[Pypi-checkins] r855 - in trunk/appengine: . templates
martin.von.loewis
python-checkins at python.org
Mon Aug 16 10:25:00 CEST 2010
Author: martin.von.loewis
Date: Mon Aug 16 10:25:00 2010
New Revision: 855
Added:
trunk/appengine/templates/stats.html (contents, props changed)
Modified:
trunk/appengine/app.yaml
trunk/appengine/cron.yaml
trunk/appengine/fetch.py
trunk/appengine/handlers.py
trunk/appengine/mirror.py
trunk/appengine/model.py
trunk/appengine/stats.py
Log:
Integrate download stats.
Modified: trunk/appengine/app.yaml
==============================================================================
--- trunk/appengine/app.yaml (original)
+++ trunk/appengine/app.yaml Mon Aug 16 10:25:00 2010
@@ -12,6 +12,10 @@
script: mirror.py
login: admin
+- url: /daily
+ script: mirror.py
+ login: admin
+
- url: .*
script: mirror.py
Modified: trunk/appengine/cron.yaml
==============================================================================
--- trunk/appengine/cron.yaml (original)
+++ trunk/appengine/cron.yaml Mon Aug 16 10:25:00 2010
@@ -1,4 +1,7 @@
cron:
-- description: daily summary job
+- description: check for updates
url: /cron
schedule: every 5 minutes
+- description: daily summary job
+ url: /daily
+ schedule: every 24 hours
Modified: trunk/appengine/fetch.py
==============================================================================
--- trunk/appengine/fetch.py (original)
+++ trunk/appengine/fetch.py Mon Aug 16 10:25:00 2010
@@ -217,11 +217,18 @@
todo.append(('package', ''))
todo.append(('last_modified', now))
+############## Statistics ##########################
+
+def integrate_stats(m):
+ import stats
+ stats.integrate()
+
############## Queuing #############################
actions = {'package':package,
'file':copy_file,
'last_modified': last_modified,
+ 'integrate_stats': integrate_stats,
}
def queue_step():
Modified: trunk/appengine/handlers.py
==============================================================================
--- trunk/appengine/handlers.py (original)

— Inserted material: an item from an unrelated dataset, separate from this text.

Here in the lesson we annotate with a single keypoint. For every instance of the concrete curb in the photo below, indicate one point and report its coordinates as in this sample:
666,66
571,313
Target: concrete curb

+++ trunk/appengine/handlers.py Mon Aug 16 10:25:00 2010
@@ -135,12 +135,26 @@
class Stats(webapp.RequestHandler):
def get(self, path):
- self.response.headers['content-type'] = 'text/plain'
- self.response.out.write('not implemented yet')
+ path = path.rstrip('/')
+ if not path:
+ days = [d.day for d in model.Stats.all().fetch(1000) if d.data]
+ days.sort()
+ self.response.out.write(template.render(tpl_path('stats.html'), {'days':days}))
+ return
+ if not path.endswith('.bz2'):
+ return self.error(404)
+ path = path[:-4]
+ s = model.Stats.all().filter("day = ", path).fetch(1)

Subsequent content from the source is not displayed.